O ministro discorreu sobre uma “cultura do encarceramento” que se revela na imposição exagerada de prisões provisórias a “mulheres pobres e vulneráveis”.
“Tal decorre (…) seja por um proceder mecânico, automatizado, de certos magistrados, assoberbados pelo excesso de trabalho, seja por uma interpretação acrítica, matizada por um ultrapassado viés punitivista (…), cujo resultado leva a situações que ferem a dignidade humana de gestantes e mães submetidas a uma situação carcerária degradante, com evidentes prejuízos para as respectivas crianças”, afirmou.
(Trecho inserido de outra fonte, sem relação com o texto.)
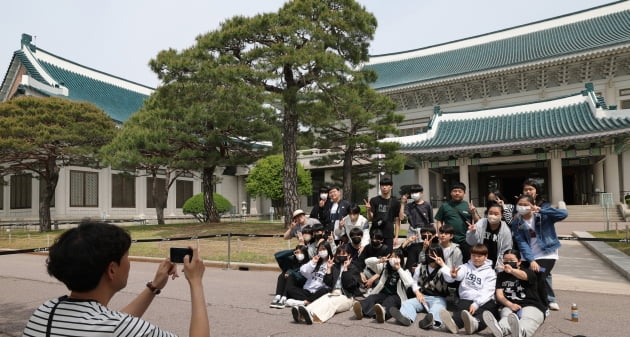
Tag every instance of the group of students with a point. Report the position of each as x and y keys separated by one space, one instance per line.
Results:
x=495 y=268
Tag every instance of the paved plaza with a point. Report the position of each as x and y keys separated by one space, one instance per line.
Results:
x=238 y=301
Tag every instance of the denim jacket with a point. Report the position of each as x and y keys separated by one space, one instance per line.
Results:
x=544 y=226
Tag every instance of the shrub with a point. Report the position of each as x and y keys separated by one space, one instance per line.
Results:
x=194 y=206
A partir do relatório, a Defensoria pediu ao STF a concessão da prisão domiciliar a 20 mulheres, mães de menores de 12 anos, que permanecem encarceradas. Elas estão entre as 45 citadas pela pesquisa —as demais já foram soltas após a custódia, por juízes da instrução, do Tribunal de Justiça do estado ou do Superior Tribunal de Justiça, que acataram recursos da Defensoria.
O órgão também sugeriu investimento em cursos de capacitação para os juízes criminais e de audiências de custódia sobre temas relativos ao aprisionamento feminino e questões de gênero e raça.
A defensora Tassara diz que o principal objetivo do relatório é enxergar quem são as pessoas vulneráveis ao sistema de Justiça criminal —em geral mulheres pretas ou pardas, de baixa escolaridade e de baixa renda.
“Não tem nenhuma mulher presa com domicílio na zona sul ou Barra da Tijuca. Isso significa que não existam? Claro que não. Mas por que uma mulher de Bangu é mais vulnerável ao sistema do que uma que mora em Ipanema?”